Quel segmento D faceva gola a tutti. Lui è venuto a innestarlo a Cassino, non a Mirafiori o nel nord America, ma nella bassa Ciociaria dove la Fiat aveva fatto la fortuna di un territorio a vocazione agricola, stimolando trasferimenti e costruzioni, attività commerciali e, soprattutto, centinaia di aziende a servizio. Tutto stava miseramente morendo negli anni in cui la Fiat stessa viaggiava in direzione del baratro. Era il 2004 quando Marchionne – scelto da Agnelli nel 2003 per l'ingresso in cda – assunse la guida del gruppo automobilistico. Per tutti le speranze erano poco dissimili da un'illusione. Le sue decisioni, anche a Cassino, non vennero mai intese con immediatezza. Rapporti sui generis con la politica e con i sindacati, prospettive ribaltate, parole mai ovvie e cambiamenti scattanti all'interno di strategie che si potevano comprendere solo nel tempo.
Animo italiano, fino a 14 anni è vissuto in Abruzzo, costruzione della personalità in Canada e formazione lavorativa nel mondo. Difficile inquadrarlo.

Il creatore di Fiat Chrysler, l'uomo dell'accordo con Obama, della dialettica con Trump, ha scommesso gran parte della sua partita sulla rinascita dell'Alfa Romeo e sulla piattaforma Giorgio ha dato vita a Giulia e a Stelvio: nomi italiani per gare economiche internazionali. Un progetto che ha visto il battesimo di "Cassino plant", riuscendo a stordire un territorio che ha avuto il rientro a pieno regime di tutti gli operai, 300 giovani neo assunti e 532 che aspettano i nuovi modelli. Un bicchiere mezzo vuoto per quelle 1.800 nuove assunzioni annunciate, con Alfredo Altavilla al suo fianco, durante l'ultima visita a Cassino nel 2016? Dipende dai punti di vista. A riavvolgere il nastro e a fotografare la situazione prima del lancio della Giulia (il 24 giugno 2015 ad Arese) in pieno deserto economico cassinate, il bicchiere potrebbe traboccare di futuro.

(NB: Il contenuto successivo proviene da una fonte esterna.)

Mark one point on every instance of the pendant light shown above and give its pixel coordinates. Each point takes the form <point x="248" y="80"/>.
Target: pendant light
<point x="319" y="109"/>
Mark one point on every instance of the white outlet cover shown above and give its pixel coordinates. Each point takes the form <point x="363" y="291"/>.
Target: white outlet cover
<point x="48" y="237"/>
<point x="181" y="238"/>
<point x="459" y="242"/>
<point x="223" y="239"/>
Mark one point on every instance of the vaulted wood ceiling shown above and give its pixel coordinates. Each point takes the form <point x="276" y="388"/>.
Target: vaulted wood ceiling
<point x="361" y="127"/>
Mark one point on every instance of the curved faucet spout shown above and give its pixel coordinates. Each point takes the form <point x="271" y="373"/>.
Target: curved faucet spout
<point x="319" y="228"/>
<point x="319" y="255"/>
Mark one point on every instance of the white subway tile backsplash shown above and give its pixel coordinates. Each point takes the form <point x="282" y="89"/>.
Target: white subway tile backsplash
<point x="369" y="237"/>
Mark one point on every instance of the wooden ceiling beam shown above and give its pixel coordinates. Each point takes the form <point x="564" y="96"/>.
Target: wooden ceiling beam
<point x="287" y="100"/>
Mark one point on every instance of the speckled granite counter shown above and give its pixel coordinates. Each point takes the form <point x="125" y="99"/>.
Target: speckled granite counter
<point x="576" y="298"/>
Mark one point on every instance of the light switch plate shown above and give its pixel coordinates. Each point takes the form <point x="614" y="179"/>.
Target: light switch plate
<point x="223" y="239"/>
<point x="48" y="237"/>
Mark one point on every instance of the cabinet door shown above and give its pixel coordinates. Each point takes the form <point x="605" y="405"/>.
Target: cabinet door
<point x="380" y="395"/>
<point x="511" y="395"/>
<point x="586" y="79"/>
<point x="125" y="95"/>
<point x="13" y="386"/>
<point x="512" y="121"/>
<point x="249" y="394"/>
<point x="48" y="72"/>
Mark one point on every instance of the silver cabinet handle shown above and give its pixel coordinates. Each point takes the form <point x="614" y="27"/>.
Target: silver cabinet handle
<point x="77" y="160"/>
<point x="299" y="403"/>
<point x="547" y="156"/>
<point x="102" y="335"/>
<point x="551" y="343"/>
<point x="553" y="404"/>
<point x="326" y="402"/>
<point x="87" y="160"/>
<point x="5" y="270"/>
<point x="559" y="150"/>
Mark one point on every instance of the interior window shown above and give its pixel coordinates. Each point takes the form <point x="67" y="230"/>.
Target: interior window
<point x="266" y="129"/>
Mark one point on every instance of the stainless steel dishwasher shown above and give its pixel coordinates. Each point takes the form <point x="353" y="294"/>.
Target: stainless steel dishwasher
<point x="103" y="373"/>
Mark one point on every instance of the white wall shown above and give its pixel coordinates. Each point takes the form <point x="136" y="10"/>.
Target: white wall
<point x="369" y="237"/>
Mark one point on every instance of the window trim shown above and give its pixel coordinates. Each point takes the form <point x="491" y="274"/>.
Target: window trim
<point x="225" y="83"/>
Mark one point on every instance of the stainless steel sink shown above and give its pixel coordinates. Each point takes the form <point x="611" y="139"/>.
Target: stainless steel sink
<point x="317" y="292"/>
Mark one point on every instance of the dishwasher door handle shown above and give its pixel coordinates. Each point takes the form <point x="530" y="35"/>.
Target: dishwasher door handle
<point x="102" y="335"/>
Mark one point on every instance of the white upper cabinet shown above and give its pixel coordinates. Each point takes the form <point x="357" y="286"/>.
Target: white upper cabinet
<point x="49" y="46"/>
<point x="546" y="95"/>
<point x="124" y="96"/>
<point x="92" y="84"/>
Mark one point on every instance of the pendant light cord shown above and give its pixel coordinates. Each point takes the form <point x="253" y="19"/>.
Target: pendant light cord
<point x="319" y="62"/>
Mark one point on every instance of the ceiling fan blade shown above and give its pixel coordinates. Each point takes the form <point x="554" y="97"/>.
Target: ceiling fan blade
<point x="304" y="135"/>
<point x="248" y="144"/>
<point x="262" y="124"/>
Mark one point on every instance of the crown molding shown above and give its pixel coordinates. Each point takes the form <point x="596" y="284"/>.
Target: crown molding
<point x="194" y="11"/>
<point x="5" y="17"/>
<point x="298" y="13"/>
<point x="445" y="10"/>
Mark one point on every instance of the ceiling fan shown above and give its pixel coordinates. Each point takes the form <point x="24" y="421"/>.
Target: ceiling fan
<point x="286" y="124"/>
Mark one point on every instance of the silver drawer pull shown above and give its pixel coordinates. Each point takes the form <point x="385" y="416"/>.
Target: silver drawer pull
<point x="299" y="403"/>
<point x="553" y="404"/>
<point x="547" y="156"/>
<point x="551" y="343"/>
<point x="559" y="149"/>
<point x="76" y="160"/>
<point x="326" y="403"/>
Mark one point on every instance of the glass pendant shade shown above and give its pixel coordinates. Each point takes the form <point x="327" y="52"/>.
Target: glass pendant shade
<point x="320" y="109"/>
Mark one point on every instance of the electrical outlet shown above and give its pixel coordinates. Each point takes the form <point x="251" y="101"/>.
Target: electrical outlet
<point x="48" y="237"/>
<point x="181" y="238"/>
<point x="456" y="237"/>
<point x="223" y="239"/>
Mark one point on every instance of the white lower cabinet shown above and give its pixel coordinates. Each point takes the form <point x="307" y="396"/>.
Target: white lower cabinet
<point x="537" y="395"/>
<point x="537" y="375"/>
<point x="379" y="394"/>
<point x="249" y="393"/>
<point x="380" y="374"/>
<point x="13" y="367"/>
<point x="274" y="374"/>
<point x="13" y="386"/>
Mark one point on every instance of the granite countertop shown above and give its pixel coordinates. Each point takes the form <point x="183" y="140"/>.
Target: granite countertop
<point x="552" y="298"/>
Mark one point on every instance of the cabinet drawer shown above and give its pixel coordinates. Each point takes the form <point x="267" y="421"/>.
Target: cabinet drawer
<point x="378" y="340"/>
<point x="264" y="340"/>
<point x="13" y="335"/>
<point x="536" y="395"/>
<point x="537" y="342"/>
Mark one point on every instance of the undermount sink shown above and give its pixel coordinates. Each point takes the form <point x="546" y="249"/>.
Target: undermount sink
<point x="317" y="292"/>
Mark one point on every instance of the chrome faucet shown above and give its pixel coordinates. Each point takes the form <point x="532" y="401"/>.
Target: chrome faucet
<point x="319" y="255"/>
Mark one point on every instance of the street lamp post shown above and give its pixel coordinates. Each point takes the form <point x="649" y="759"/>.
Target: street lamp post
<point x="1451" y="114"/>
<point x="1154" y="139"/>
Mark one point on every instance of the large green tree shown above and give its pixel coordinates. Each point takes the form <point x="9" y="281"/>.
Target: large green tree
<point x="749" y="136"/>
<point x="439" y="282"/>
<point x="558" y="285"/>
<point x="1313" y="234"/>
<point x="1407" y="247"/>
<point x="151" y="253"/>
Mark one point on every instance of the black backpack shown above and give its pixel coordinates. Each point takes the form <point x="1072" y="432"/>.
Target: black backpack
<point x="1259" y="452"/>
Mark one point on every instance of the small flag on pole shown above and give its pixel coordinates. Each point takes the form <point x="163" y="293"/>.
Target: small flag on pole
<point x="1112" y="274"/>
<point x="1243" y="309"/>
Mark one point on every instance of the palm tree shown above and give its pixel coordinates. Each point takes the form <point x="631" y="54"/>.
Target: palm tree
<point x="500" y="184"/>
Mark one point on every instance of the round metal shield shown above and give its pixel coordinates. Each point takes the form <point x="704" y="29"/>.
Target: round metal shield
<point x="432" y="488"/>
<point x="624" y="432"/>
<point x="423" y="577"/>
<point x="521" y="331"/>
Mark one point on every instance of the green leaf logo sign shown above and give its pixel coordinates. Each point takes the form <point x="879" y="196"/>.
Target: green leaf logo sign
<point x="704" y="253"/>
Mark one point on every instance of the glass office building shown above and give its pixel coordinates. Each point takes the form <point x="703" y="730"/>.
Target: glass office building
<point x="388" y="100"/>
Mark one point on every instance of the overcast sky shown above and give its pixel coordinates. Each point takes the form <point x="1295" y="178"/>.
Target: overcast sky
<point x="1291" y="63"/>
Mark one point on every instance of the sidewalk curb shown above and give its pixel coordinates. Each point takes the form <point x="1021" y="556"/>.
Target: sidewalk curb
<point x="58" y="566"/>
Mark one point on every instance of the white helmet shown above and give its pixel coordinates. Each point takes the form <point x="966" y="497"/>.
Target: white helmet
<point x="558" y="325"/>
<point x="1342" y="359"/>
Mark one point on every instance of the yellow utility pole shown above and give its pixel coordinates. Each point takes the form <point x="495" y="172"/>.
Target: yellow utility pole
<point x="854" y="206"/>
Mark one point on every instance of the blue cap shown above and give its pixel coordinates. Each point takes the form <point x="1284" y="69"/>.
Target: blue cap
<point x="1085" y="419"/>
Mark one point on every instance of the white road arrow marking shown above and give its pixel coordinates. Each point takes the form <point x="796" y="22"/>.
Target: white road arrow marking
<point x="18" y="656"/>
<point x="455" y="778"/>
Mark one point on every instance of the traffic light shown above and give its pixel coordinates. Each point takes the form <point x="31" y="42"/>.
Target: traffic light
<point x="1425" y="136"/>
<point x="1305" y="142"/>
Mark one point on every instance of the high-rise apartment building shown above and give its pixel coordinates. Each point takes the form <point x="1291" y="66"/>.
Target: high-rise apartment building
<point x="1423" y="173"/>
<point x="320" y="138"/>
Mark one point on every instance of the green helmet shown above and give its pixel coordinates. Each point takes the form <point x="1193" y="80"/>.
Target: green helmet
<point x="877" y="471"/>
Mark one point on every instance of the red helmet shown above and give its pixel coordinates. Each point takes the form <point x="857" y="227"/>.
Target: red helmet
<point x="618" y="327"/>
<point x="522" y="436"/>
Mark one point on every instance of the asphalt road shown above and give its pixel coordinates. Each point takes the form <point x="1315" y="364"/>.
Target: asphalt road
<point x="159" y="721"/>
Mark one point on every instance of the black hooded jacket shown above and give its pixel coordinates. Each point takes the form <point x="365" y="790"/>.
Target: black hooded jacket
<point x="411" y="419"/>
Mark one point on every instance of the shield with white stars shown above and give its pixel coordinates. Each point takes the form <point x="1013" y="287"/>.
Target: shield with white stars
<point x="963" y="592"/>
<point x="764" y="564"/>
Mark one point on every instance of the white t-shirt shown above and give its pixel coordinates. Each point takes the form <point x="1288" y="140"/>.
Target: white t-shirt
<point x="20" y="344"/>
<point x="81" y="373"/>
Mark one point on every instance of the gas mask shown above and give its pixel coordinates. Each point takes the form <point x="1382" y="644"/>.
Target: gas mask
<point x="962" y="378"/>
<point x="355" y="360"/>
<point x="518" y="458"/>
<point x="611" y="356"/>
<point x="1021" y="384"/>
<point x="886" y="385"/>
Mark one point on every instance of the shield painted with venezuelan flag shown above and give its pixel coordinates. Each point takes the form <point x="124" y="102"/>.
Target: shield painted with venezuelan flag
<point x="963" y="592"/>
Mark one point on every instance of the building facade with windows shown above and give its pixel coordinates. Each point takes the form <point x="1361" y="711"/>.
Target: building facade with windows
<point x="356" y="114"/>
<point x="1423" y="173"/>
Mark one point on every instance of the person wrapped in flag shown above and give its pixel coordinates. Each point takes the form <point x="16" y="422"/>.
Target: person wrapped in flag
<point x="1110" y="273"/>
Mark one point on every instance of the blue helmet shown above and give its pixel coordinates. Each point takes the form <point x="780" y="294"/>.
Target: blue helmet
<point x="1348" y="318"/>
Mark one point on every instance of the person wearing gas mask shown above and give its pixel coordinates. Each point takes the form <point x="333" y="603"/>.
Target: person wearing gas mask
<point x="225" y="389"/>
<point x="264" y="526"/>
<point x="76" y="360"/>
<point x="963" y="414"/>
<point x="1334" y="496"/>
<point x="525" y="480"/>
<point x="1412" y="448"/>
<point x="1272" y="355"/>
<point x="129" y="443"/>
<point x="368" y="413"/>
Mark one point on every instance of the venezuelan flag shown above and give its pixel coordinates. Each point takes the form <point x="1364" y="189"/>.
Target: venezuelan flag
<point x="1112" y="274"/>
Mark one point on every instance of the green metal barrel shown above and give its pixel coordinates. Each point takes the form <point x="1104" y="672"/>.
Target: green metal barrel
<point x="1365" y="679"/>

Chi ha lavorato – indirettamente – a stretto contatto con l'universo Fca costruito da Marchionne sono stati i sindacati.
«Viene a mancare un uomo all'altezza di quello che rappresentava – racconta Giangrande della Uilm – Mancherà la sua particolarità, la sua caparbietà, la sua leadership. Un uomo che non ha mai avuto nulla da nascondere: con lui si è sempre intavolato un rapporto schietto, chiaro. Ti faceva maturare attente riflessioni. In questi anni ci sono stati momenti di confronto, pure di scontri, per la continuità lavorativa ma abbiamo anche condiviso molte cose. Viene a mancare un uomo che ha saputo far sì che Fca diventasse una multinazionale e guardasse al futuro. Cordoglio alla famiglia in questa difficile circostanza: è una perdita importante non solo per la Fca ma per il mondo industriale mondiale. A Cassino, dove ha trovato uno stabilimento solido e sul quale ha investito, sono certo che ci sarà continuità».

Dolore e cordoglio anche da Enzo Valente dell'Ugl: «Lo ricorderemo come l'uomo della rinascita di Piedimonte, nonostante le difficoltà che ci sono state, perché lui è stato un pioniere delle modifiche nelle relazioni sindacali. Noi apparteniamo a quella parte di sindacato che ha condiviso percorsi difficili, con sacrifico, ma alla fine il tempo ci ha dato ragione perché Cassino è al centro del mondo Fca, ha ricevuto tantissimi investimenti e ora sono una garanzia per noi. Anche in futuro continueremo a seguire questa strada con forte responsabilità». Condoglianze e dispiacere alla notizia anche da Mirko Marsella della Fim Cisl mentre tanti, tantissimi sono stati i messaggi social da parte della gente. In fabbrica dieci minuti di stop in memoria di Sergio Marchionne che si è spento a 66 anni ieri mattina nella clinica di Zurigo in cui era ricoverato.
Una decisione presa nel rispetto di colui che ha "creato" un marchio mondiale. Dieci minuti su tutti i turni. Le tute rosse (un tempo blu) poi hanno ripreso a lavorare per continuare a costruire quella "meccanica delle emozioni".